L’objectif partagé est d’améliorer l’efficacité du marché européen du carbone (dit SEQE, ou ETS selon son acronyme anglais), lancé en 2008, mais qui n’a pas eu l’efficacité espérée, plombé notamment par un prix trop faible des émissions de carbone pour les industriels concernés.

Or, après l’Accord de Paris sur la lutte contre le réchauffement climatique, l’UE a besoin d’un marché fonctionnel pour tenir son engagement de réduire de 43% d’ici 2030 (par rapport à 2005) les émissions des secteurs couverts par le SEQE, qui a accumulé un gigantesque surplus d’allocations de CO2.
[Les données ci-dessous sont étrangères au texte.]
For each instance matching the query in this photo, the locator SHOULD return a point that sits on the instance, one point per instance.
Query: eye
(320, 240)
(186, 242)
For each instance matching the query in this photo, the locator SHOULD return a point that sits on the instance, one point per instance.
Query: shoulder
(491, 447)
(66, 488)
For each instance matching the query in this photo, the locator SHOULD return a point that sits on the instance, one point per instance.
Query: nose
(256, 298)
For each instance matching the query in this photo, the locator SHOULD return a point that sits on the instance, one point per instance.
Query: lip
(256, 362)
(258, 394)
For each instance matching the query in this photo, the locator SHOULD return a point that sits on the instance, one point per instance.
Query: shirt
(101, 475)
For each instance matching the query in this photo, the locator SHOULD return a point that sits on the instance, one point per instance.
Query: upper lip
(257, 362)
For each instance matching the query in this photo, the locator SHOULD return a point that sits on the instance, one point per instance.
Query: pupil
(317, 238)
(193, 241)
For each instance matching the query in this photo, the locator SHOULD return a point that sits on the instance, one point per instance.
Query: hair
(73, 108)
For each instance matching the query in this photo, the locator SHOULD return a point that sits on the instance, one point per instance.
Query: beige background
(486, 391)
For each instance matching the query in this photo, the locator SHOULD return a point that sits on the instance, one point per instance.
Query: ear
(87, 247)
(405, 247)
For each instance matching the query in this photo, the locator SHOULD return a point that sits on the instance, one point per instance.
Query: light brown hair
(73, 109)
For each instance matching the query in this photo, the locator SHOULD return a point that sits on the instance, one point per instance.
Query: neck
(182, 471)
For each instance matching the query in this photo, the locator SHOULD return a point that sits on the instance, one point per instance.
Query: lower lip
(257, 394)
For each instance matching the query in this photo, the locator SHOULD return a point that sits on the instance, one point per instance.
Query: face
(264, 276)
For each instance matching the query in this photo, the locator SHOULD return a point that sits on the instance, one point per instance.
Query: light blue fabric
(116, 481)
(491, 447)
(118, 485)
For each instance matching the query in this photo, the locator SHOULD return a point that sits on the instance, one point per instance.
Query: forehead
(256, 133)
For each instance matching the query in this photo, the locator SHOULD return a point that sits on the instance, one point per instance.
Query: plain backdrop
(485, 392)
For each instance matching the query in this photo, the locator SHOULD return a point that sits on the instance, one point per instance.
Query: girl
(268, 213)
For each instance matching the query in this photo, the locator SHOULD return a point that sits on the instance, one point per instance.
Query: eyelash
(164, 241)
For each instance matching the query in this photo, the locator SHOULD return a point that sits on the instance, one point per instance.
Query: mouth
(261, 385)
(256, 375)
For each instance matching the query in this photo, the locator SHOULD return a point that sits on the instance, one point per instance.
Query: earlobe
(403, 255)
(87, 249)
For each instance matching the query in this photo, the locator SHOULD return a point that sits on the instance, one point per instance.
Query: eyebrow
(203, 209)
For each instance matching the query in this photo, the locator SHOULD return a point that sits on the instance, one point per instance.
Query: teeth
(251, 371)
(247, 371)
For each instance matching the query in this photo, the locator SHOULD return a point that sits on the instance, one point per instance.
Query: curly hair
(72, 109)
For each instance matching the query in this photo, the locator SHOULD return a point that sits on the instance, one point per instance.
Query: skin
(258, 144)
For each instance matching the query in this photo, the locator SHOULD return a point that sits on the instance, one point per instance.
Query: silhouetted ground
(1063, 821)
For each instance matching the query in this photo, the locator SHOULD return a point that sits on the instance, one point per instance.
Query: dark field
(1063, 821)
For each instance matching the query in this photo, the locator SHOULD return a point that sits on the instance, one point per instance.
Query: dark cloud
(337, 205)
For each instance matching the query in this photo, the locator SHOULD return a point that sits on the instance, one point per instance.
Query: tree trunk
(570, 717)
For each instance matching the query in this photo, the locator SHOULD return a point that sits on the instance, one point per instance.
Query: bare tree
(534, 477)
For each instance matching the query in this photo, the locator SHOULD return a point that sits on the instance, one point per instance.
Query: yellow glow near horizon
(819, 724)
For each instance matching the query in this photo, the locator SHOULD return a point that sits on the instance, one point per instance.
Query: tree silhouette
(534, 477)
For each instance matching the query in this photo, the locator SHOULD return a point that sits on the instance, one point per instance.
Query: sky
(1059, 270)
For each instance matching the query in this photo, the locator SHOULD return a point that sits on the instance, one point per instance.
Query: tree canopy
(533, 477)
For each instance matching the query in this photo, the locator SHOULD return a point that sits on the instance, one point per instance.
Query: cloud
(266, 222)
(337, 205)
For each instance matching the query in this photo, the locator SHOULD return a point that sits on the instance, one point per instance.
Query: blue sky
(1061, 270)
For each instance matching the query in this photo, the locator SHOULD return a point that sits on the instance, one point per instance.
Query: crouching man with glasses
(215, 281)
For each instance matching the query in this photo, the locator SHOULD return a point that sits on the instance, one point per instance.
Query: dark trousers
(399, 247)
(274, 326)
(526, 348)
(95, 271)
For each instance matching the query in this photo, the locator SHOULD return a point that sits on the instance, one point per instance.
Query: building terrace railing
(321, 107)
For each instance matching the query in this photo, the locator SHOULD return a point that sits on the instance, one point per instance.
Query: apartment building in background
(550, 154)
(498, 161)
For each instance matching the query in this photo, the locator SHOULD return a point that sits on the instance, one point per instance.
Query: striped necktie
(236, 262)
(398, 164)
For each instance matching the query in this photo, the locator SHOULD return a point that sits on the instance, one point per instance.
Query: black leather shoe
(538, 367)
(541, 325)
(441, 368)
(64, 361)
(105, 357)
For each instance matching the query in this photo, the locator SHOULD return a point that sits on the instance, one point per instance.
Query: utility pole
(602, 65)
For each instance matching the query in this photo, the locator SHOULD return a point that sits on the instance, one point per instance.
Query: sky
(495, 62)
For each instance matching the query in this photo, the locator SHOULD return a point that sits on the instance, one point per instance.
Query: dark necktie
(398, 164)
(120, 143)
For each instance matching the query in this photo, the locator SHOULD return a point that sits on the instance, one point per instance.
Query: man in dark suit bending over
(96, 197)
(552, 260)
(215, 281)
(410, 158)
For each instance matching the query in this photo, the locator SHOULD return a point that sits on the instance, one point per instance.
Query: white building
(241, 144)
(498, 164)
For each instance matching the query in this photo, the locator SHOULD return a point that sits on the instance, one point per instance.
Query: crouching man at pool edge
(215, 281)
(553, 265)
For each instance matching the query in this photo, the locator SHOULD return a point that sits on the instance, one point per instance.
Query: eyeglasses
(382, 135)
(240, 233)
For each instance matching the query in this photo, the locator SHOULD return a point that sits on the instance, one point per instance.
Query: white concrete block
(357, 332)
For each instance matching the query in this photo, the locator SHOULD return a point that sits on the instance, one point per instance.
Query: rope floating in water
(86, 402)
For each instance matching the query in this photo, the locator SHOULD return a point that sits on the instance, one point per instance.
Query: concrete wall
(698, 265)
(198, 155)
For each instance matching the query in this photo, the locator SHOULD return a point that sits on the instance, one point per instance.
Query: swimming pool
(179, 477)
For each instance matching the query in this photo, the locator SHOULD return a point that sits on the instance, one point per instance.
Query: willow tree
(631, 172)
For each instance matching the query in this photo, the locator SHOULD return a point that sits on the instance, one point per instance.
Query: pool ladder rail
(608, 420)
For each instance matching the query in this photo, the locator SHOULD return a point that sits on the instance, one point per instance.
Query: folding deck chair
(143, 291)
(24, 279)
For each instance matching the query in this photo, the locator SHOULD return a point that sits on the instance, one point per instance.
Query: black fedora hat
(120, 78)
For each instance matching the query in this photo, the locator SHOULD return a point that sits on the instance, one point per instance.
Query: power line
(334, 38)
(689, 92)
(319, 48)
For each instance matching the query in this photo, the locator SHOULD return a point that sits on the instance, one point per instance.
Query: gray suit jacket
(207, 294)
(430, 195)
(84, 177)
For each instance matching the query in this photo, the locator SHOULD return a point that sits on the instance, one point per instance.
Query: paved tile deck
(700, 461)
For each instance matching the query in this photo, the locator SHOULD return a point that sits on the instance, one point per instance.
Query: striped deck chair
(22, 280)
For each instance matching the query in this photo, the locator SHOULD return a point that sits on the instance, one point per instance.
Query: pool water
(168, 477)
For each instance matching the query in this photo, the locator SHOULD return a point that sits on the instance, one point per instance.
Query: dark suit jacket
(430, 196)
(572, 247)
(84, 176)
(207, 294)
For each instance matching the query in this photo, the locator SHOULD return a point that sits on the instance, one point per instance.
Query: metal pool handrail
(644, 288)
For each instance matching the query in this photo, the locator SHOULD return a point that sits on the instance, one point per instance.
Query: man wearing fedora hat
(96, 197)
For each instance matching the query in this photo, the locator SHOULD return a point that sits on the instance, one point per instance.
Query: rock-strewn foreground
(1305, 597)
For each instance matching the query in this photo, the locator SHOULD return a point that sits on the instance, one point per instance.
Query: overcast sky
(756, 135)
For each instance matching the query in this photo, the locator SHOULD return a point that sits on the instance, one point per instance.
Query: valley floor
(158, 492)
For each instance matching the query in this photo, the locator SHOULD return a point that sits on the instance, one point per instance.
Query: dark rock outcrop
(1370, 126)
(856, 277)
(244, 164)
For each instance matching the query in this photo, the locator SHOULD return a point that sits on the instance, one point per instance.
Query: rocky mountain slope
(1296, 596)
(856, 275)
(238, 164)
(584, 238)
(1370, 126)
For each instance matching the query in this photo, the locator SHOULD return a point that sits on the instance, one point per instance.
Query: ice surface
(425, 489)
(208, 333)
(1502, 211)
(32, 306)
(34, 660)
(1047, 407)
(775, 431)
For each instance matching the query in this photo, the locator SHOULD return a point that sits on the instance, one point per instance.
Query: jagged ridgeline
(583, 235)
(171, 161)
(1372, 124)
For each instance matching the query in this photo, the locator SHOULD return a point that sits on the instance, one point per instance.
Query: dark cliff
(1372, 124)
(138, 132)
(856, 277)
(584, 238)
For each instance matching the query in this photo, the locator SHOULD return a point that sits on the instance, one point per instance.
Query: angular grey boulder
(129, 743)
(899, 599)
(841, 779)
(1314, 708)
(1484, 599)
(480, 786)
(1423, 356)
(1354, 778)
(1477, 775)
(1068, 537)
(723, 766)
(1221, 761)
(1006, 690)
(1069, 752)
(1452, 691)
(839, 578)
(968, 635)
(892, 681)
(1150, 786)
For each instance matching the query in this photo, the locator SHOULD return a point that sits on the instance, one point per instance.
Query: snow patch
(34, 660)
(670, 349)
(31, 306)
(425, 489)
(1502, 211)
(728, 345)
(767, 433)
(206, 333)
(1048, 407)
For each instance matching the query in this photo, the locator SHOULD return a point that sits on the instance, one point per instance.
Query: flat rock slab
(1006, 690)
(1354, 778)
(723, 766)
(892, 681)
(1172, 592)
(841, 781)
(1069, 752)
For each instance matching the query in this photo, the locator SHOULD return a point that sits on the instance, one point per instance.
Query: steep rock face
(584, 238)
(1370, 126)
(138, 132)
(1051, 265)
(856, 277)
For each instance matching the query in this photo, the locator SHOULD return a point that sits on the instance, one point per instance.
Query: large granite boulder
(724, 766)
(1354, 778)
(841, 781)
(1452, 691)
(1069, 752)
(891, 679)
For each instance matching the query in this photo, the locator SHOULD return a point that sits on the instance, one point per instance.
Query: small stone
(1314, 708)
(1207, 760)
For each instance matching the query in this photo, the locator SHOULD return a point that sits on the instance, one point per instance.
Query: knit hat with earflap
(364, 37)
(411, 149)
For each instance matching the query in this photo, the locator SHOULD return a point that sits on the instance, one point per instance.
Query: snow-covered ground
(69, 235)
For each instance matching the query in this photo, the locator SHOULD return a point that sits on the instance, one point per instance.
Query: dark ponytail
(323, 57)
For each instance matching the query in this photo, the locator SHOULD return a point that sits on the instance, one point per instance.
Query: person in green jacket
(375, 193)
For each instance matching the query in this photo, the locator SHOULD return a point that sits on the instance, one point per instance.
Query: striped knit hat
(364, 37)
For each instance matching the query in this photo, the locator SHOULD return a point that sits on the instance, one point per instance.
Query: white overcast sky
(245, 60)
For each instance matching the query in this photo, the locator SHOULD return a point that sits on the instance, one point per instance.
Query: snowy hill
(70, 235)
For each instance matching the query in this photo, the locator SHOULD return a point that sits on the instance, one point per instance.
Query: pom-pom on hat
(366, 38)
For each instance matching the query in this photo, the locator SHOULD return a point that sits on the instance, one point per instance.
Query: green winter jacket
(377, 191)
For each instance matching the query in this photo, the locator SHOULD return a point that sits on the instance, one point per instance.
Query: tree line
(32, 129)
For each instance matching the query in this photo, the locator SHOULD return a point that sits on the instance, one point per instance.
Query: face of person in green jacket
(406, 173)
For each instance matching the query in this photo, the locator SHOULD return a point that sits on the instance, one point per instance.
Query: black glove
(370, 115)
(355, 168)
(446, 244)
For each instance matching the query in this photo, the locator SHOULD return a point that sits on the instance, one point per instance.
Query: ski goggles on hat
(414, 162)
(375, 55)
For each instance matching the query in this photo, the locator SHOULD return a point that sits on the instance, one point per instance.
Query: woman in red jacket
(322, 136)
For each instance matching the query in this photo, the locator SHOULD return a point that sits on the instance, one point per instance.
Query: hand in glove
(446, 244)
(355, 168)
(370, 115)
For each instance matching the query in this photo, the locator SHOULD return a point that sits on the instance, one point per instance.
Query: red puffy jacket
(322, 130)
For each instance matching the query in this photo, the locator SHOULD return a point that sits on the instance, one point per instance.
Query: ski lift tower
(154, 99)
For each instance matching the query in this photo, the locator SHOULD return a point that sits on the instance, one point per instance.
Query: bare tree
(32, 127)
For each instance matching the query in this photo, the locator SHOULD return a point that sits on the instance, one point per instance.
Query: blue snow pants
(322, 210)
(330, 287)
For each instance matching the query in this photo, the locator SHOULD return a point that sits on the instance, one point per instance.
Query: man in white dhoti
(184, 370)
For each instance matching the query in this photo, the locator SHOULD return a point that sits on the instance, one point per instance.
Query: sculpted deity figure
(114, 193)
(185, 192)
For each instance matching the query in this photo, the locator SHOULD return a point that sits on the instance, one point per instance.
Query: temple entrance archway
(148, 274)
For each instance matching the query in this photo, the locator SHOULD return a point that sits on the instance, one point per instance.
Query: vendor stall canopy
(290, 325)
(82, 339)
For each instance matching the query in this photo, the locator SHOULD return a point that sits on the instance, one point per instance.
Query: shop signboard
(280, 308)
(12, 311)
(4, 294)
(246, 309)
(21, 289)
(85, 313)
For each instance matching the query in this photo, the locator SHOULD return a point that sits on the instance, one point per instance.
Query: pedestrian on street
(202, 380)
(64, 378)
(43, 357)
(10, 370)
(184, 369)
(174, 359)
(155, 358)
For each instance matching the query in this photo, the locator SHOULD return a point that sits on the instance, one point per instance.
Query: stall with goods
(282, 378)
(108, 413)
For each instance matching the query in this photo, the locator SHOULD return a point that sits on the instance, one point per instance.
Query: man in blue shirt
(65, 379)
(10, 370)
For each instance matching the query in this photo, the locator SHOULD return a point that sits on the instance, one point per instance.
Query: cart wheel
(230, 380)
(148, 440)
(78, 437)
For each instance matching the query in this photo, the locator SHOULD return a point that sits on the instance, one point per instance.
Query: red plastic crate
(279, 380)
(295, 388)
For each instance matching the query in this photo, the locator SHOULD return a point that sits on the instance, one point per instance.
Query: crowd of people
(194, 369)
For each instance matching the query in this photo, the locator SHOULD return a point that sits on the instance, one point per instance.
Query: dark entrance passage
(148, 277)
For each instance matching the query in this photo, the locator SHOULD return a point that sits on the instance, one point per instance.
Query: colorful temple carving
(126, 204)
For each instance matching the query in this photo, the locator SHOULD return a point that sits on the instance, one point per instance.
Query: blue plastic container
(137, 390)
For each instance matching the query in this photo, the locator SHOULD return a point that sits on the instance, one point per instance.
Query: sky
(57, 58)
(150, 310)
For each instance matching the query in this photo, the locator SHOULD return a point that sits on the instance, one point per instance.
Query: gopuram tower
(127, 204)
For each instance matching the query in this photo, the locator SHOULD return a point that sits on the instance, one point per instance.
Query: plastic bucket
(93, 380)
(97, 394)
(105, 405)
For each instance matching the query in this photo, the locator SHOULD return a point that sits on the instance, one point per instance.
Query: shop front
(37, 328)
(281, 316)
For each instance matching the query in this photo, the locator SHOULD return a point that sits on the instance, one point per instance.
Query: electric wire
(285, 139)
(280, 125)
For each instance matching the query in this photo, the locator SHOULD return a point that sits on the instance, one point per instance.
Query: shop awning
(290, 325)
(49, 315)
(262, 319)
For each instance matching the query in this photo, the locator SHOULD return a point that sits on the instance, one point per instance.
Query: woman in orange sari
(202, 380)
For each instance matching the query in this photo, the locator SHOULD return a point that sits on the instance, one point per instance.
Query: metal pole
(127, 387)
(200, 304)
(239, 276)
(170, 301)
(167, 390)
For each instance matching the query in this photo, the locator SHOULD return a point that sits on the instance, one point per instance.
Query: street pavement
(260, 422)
« C’est un moment important pour nous, pour la planète et pour les générations futures, on a besoin d’un ETS qui fonctionne mieux », a déclaré devant la presse le ministre maltais de l’Environnement. « L’ETS est la pierre angulaire de la politique environnementale de l’UE », a appuyé de son côté le commissaire européen en charge du dossier, Miguel Arias Canete.

Les États membres ont dû mener de difficiles négociations pour faire converger des ambitions et des intérêts parfois divergents, et des situations de dépendances très variées aux énergies fossiles.

Ils ont notamment dû s’entendre sur les moyens de faire remonter le prix des quotas d’émissions et sur le fonctionnement d’un mécanisme de « réserve de stabilité du marché », prévoyant le retrait automatique du marché d’un pourcentage de quotas d’émission, qui sera mis en place en 2019.

Des tensions ont notamment marqué les débats entre États membres sur le pourcentage de quotas distribués gratuitement à certains secteurs en difficulté.

« Il y a bien sûr des lobbies industriels très forts », a estimé devant la presse la ministre française de l’Environnement, Ségolène Royal, « mais il faut être bien clairs sur ces enjeux: ce sont des décisions politiques au plus haut niveau qui engagent l’avenir de nos pays et non pas les intérêts particuliers de telle ou telle filière industrielle ».